In Somalia, chaotic violence has given way to the establishment of a new extremist Islamic regime, appearing to give terrorist groups a new haven for training camps and planning future attacks on the west.

World events appear to be spiraling out of control despite the tremendous amount of military force that we've seen used by the United States in the past five years. Why is this happening? Why has the Bush Administration's strategy failed to bring freedom and stability to the Middle East?

The answers can be found in the words of people like Vietnam-era Secretary of Defense Robert McNamara and former National Security Advisor Brent Scowcroft, who have gone public with criticisms of the Bush-Cheney Doctrine of unilateral intervention.

The Bush-Cheney doctrine: attack your potential enemies before you really even know they're an enemy worth attacking. It states that America can no longer afford to wait for evidence to support military action. It says we must act now. We must act against them before they act against America, even if it's not entirely clear they ever will.

This doctrine is essentially paranoia on a massive scale. Paranoia of the entire national security apparatus. Wild goose chases abound. Everyone is chasing everything, meaning far fewer people are left to chase those people and things that actually threaten us.

This has resulted in a situation in which America is unable to convince Iran, North Korea, extremists in Somalia, or genocidal dictators in the Sudan that they might face a realistic threat of American military intervention. About the only person still claiming to be afraid of America is Hugo Chavez in Venezuela. Thinking that America is already overcommitted in Iraq, the rogue regimes launch ICBM's into the sea and continue down the path to building a nuclear bomb. We seemingly can't stop Iran as Israel had stopped Iraq in 1981. In that year, Israeli fighter planes blew up the 70-megawatt uranium-powered reactor that Saddam intended to use for making nuclear bombs.

Given that these security threats endanger not only America, but the entire world, the United States must abandon the Bush-Cheney doctrine of unilateralism. The Bush Administration must admit their mistakes, so that the members of the United Nations can begin to realize their proper role in the solution. They must help the United States now, or else face the grim realities of extremist regimes and terrorists having nuclear weapons at some point in the very near future.
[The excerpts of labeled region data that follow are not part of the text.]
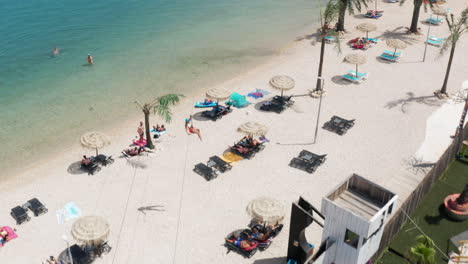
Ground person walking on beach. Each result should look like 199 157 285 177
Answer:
88 54 94 64
185 115 203 141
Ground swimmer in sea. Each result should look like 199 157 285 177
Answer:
88 54 94 64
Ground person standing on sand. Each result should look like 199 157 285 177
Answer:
88 54 94 64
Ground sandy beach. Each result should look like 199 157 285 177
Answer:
0 0 468 264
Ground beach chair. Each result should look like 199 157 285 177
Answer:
226 93 250 108
426 36 445 47
206 156 232 173
10 206 31 225
224 232 258 258
193 163 218 181
325 36 337 44
323 116 355 136
342 72 369 84
202 105 232 121
94 154 114 166
26 198 49 216
424 17 444 26
380 52 400 62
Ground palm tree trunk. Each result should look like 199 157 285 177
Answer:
315 34 327 91
410 0 423 33
143 109 154 149
440 41 457 94
336 0 348 31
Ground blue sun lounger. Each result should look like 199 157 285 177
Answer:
426 36 445 47
380 52 400 62
342 73 369 84
425 17 444 25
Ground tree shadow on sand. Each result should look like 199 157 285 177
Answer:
67 161 86 175
375 27 422 45
252 257 286 264
404 157 435 174
385 92 444 113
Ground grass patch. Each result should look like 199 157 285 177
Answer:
376 161 468 264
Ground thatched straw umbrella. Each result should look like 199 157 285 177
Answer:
270 75 295 96
386 39 407 56
356 22 377 39
206 88 232 100
343 53 367 76
71 216 110 245
80 131 110 156
237 122 268 136
247 197 285 225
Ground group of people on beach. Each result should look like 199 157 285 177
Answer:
54 46 94 65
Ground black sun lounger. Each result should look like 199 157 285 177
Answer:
94 154 114 166
323 116 355 136
27 198 49 216
10 206 31 225
207 156 232 172
193 163 218 181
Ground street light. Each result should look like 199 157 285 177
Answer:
314 77 325 144
62 235 73 264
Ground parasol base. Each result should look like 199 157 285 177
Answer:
434 90 450 100
310 90 327 98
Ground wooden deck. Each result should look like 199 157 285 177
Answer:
334 190 381 219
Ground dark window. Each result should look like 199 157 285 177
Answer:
388 203 393 215
345 229 359 248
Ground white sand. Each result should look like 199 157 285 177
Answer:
0 1 468 264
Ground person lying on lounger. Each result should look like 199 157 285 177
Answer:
224 237 257 249
153 124 166 132
250 224 283 241
81 155 92 166
185 116 202 140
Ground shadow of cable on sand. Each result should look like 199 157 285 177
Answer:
385 92 445 113
67 161 86 175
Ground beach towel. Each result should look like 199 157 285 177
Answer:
151 128 167 136
221 151 244 165
0 226 18 247
65 202 81 221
Not a single country in Europe or Asia is completely free of extremist groups who Iran could potentially arm with a nuclear device. Not a single one of them can afford to sit idle as the world comes closer to that being a reality. How do they feel about Muslim extremists from Chechnya or Xinjiang suddenly having access to nuclear weapons? This is the case the Bush Administration must make to the world. Hopefully it will be made by the Administration and accepted by other major world powers before it's too late.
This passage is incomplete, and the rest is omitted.